The committee also looked at certain populations (older age, diabetes, inflammatory bowel disease, gastrointestinal surgery in the pediatric population) in whom the prep may not be adequate. They found no evidence for strong recommendations in these populations, other than to avoid the sodium phosphate prep in elderly patients and in patients with renal disease. In patients with inflammatory bowel disease, they cautioned that the inflammatory changes prompted by the prep can be mistaken for inflammatory bowel disease activity.

Key Take-Aways

In terms of new evidence, the guideline committee gives us a few take-home points.

The split-dose prep is the standard of care.

You need to look at your patient informatics, navigation strategies, and patient handouts and how well the patients understand them. Address barriers related to certain ethnicities. All patients have to understand the importance of an adequate prep.

The degree of cleansing dictates the quality of the exam.

You should determine the adequacy of the prep quickly as you enter the rectosigmoid colon, and if you encounter an inadequate prep, abort the exam and reschedule unless a salvage strategy is used to cleanse the bowel and attempt the exam again on the same day.

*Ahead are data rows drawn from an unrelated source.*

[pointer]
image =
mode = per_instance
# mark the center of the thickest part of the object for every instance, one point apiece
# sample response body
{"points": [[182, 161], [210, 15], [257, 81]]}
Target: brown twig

If the colonoscopy is complete to the cecum and then the prep is deemed inadequate, the patient should repeat the colonoscopy within a year.

The threshold of 85% should be your new minimum standard, and these rates should be recorded and reported. You will be accountable to these benchmarks as we move forward.

I encourage you to read the document and take it out to great detail. There are appendices that discuss the risk factors for inadequate preparation and also bowel preparation adequacy scales. The committee felt that the easiest scale to use was the standard definition of an adequate prep, meaning the ability to exclude polyps that were 6 mm in size or larger. The recommendation to repeat the colonoscopy within a year if the prep is inadequate is new. Depending on the indication for doing the exam, you may want to err on the side of doing it sooner. So, the new minimum strategy is to repeat in a year, look at your 85% rule, and use the split dose. This is a very good document and will be helpful in guiding your practice. I'm Dr David Johnson. Thanks for listening.